Iraq, protesting the new sanctions proposal, stopped selling oil under the existing U.N. program on June 1, withdrawing about 2.3 million barrels a day from the world market. It continues to sell outside the sanctions regime to Turkey, Jordan and Syria.
The U.S.-British proposal has run into intense criticism -- particularly from Russia, which has been awarded billions of dollars in future contracts to develop Iraq's oil fields. Russia has threatened to veto the proposal -- and analysts say it now looks unlikely to be approved by the Tuesday deadline, which would be a serious political setback for the United States. Many critics say that even if the new sanctions were adopted, they would not stem Hussein's weapons programs or raise Iraqi living standards.
Furthermore, Hussein has threatened to cut off the oil trade to Jordan, Syria and Turkey if they implement the "smart sanctions," leading to a groundswell of opposition in frontline countries whose support is critical to the success of any sanctions program.
There are no official figures for the amount or price of unregulated oil seeping across Iraq's border. There are also no figures on how much money goes to Hussein. But oil industry analysts say that Turkey, Jordan and Syria import about 100,000 barrels a day from Iraq. Oil experts are skeptical of Turkey's claim that it imports only 12,500 barrels a day, although they acknowledge that the illegal trade with Turkey has recently declined.
Stopping this trade would be particularly devastating to Jordan, which has urged the Security Council to defeat the new sanctions proposal, even though the oil it imports from Iraq is permitted by the United Nations outside the oil-for-food program.
In a memo to U.N. Secretary General Kofi Annan two weeks ago, Jordanian Prime Minister Ali Abu Ragheb said that his country imports $ 750 million worth of oil a year from Iraq, its largest trading partner, and that 37 percent of Jordanian industries are dependent on trade with their neighbor. If trade were cut off, he warned, Jordan's economy might collapse.

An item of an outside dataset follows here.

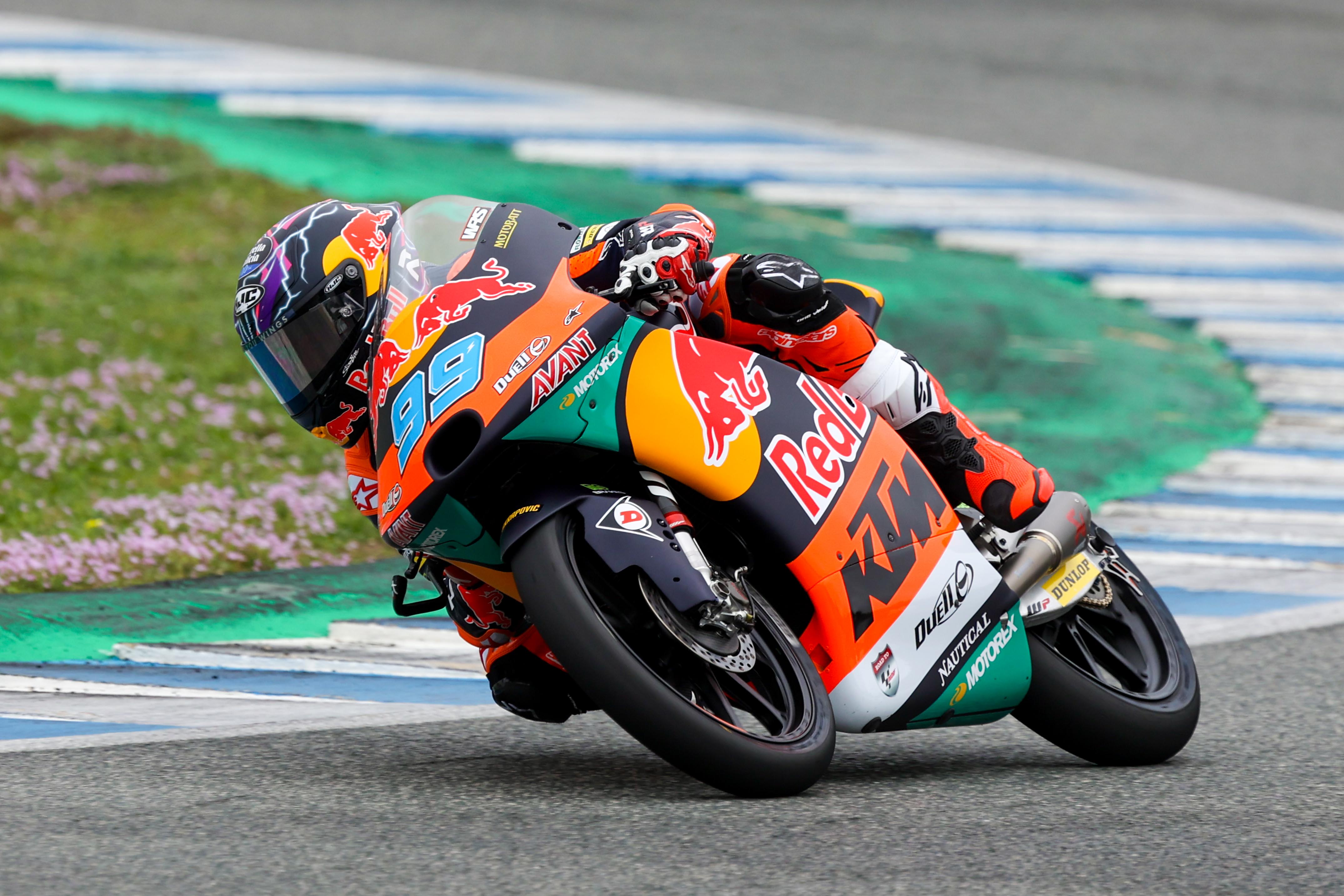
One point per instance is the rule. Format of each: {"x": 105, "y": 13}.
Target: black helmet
{"x": 308, "y": 307}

Turkey faces a similar, but less severe dilemma. Officials say that the diesel fuel trade through Habur Gate -- the only border crossing between Iraq and Turkey -- has become the economic lifeline for southeastern Turkey, a region that is still emerging from 16 years of civil war that left it economically ravaged.
The diesel fuel trade here is a mom-and-pop business. Caravans of colorful, decrepit tankers -- as well as trucks with homemade tanks wedged and tied in their beds -- line up in the brutal desert heat and wait for days to cross into Iraq. They then spend days coming back through Turkish customs and waiting to unload their fuel at a central government depot, where the product is marked up, taxed and resold to distributors who haul it to market.

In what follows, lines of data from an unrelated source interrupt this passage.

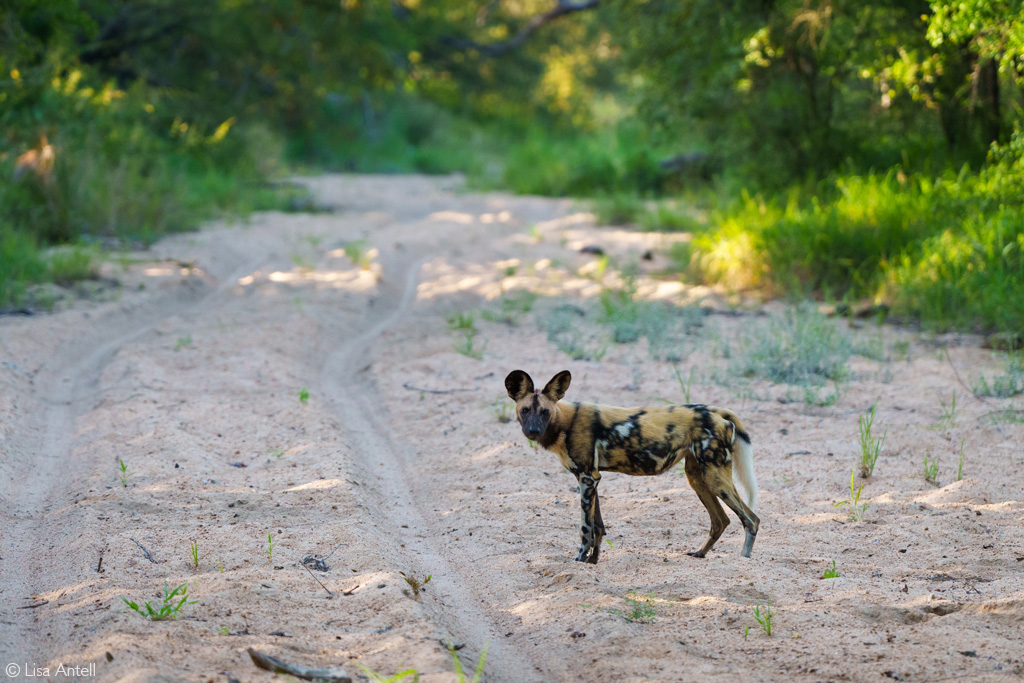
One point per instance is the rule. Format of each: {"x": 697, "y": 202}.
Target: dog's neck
{"x": 559, "y": 425}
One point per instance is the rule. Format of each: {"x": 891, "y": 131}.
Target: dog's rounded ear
{"x": 518, "y": 384}
{"x": 558, "y": 385}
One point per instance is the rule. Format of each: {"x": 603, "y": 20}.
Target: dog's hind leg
{"x": 719, "y": 520}
{"x": 590, "y": 529}
{"x": 723, "y": 486}
{"x": 598, "y": 530}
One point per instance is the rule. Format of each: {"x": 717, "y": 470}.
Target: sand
{"x": 399, "y": 461}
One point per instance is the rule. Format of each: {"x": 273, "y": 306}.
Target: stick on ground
{"x": 329, "y": 674}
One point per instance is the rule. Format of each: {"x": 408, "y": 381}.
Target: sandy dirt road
{"x": 399, "y": 461}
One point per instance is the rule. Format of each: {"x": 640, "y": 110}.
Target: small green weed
{"x": 857, "y": 509}
{"x": 801, "y": 347}
{"x": 168, "y": 608}
{"x": 457, "y": 663}
{"x": 415, "y": 584}
{"x": 948, "y": 418}
{"x": 70, "y": 264}
{"x": 960, "y": 466}
{"x": 562, "y": 326}
{"x": 1010, "y": 383}
{"x": 123, "y": 476}
{"x": 462, "y": 322}
{"x": 467, "y": 345}
{"x": 380, "y": 678}
{"x": 502, "y": 410}
{"x": 764, "y": 615}
{"x": 686, "y": 384}
{"x": 270, "y": 545}
{"x": 357, "y": 252}
{"x": 931, "y": 470}
{"x": 869, "y": 445}
{"x": 640, "y": 608}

"When there's a 10-day holiday here, it's like a dead city, so imagine what would happen if the trade is stopped completely. It would kill people all across the southeast," said Ahmet Uzen, who operates an oil distribution franchise near the depot.
"The U.S. wants to close the border, and it looks like they're only doing it for their own interests. But they should also take into account the people living in this region," Uzen said. "We are all suffering from the embargo. Doesn't America know that? Particularly the people in Iraq. For 100,000 lira [about 8 cents] they are ready to die for you, those people are so desperate."

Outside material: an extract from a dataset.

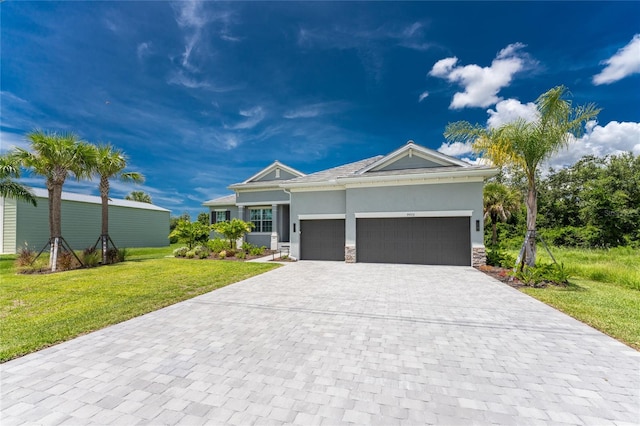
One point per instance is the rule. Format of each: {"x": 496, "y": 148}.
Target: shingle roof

"If this border is closed, we'll all go hungry," said Gaffur Dagdelen, 31, who with three other family members owns a tanker that is their sole source of income. He was one of several truckers on the 12th day of a trip to the Iraqi diesel fuel loading station and back to the unloading depot in Turkey -- about 30 miles round-trip. He said that after expenses, he expected to make a $ 12 profit. "I'm very angry because these sanctions are not against Iraq but Turkey," he said.
Last Monday, there was a two-mile backup of 228 trucks and tankers waiting to unload their fuel at the Turkish depot outside Silopi, the first town inside Turkey on the road from Habur Gate. Officials said the backup was caused by a lack of capacity at the depot. They also said they are trying to ease the problem by allowing only about 250 trucks a day to enter Iraq.
"Everything we earn is from this gate," said Huseyin Akyuz, 24, a driver who said he had been waiting in the line for five days. "This is the economy for the whole southeast, and if anything blocks this gate, we'll all be very poor and hungry."
Government officials said that the diesel fuel trade and related businesses -- truck repair shops, tire dealers, restaurants -- are the region's main employers.
"This is the only source of income for people -- there are no factories here," said Abdullah Erin, the top Turkish official at the border crossing. He said that because of sanctions, Turkey has lost about $ 40 billion in trade with Iraq in the past 11 years. Independent observers said the figure is substantially less -- perhaps $ 15 billion.
Erin said the diesel fuel trade would be impossible to stop, even with tougher sanctions. "It would still go on. Nobody can tell a country to stop its border trade, and this is not even trade between Iraq and Turkey. It's one region to another."
That creates an additional problem, analysts said, because a key beneficiary of the illegal diesel fuel trade here is the Kurdish region of northern Iraq, which has been declared a "no-fly" zone and is protected by U.S. and British air patrols to ensure that it is not attacked by Hussein.
Oil officials and drivers said Hussein sells diesel fuel to the Kurdish-administered area of northern Iraq for 4 cents a liter -- about 15 cents per gallon. Kurdish middlemen mark up the price and sell it to Turkish truck drivers for 14 cents a liter. That 10-cent profit, according to Safeen Dizayee, the representative to Ankara for the Kurdistan Democratic Party, one of the main political parties running northern Iraq, helps pay for the local Kurdish government to administer the region -- from paying police to building new schools.
"The bulk of the local [northern Iraq] government's annual budget of about $ 170 million a year comes from border trade with Turkey, and the diesel fuel is a huge part of that," he said. "The question is, can the free world allow this to collapse overnight?"
The United States has said that a main focus of the new sanctions is to ensure that Iraq's neighbors are not harmed. U.S. and British officials have mentioned compensating them for any losses they might suffer from enforcing the proposed smart sanctions and losing the Iraqi trade. But for some, that promise rings hollow.
"I don't think anybody gives a damn if we are compensated or not," Ugur Ziyal, a top official in Turkey's Foreign Ministry, said in an interview in Ankara. Besides, he said, "The guys who are there are simple rural peasants. You can't compensate for that. To keep the activity going is very important. I don't see any alternative."